There have been some sparky collections this season — you’d have to put Rick Owens and Comme des Garçons in that group; Louis Vuitton, too — but Mr. Simons seemed to really punch it up. A number of designers have done things with layering; his long striped knits under jackets suddenly looked very different. And a lot of designers have focused on sharp tailoring and classic details (John Galliano, Kim Jones at Dunhill). Mr. Simons, too, offered tailoring, but he replaced traditional buttons, in, say, horn or brass, with metal press buttons. They gave his suits in charcoal and loden check a graphic element that was also functional and modern looking. Maybe that’s why another guest after the show said: “Modern ‘Mad Men.’”

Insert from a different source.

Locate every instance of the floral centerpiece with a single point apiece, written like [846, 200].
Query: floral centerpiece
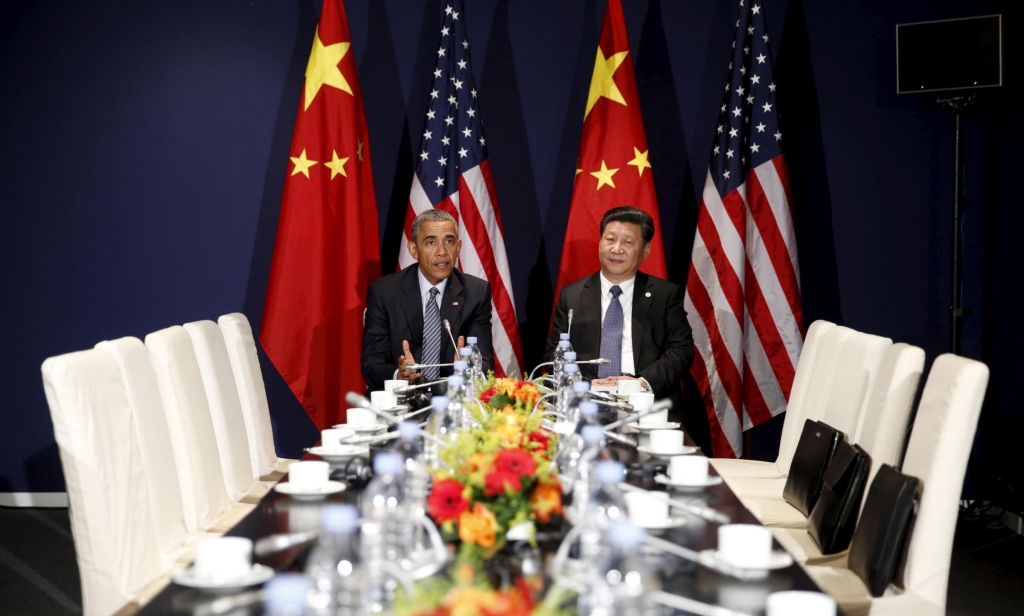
[498, 475]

The clothes had classic snap—you can’t get more traditional than loden or a wide sports stripe in navy, yellow or maroon—but Mr. Simons wants to make fashion, and last night there was always that riveting quality of something extra and challenging. So the three-color loden plaid suit had graphic red stripes (the material was Velcro) around the sleeves and down the back. The knit layers at first suggested a skirt, but the idea wasn’t really defined (as it was at Givenchy). Nor was the reference to an Asian or Middle Eastern culture. In fact, Mr. Simons said afterward that the layers were a connection to things that Helmut Lang once did in his show. Mr. Lang is one of his fashion icons. And the striped knits referred to another icon, Jean Paul Gaultier.
Mr. Simons said his two most recent collections had a lot to do with the early days of his career, in the mid ’90s, when his goal was to create tailoring for young men. “Now we see the real modern Raf Simons man — someone interested in tradition but also high fashion,” he said.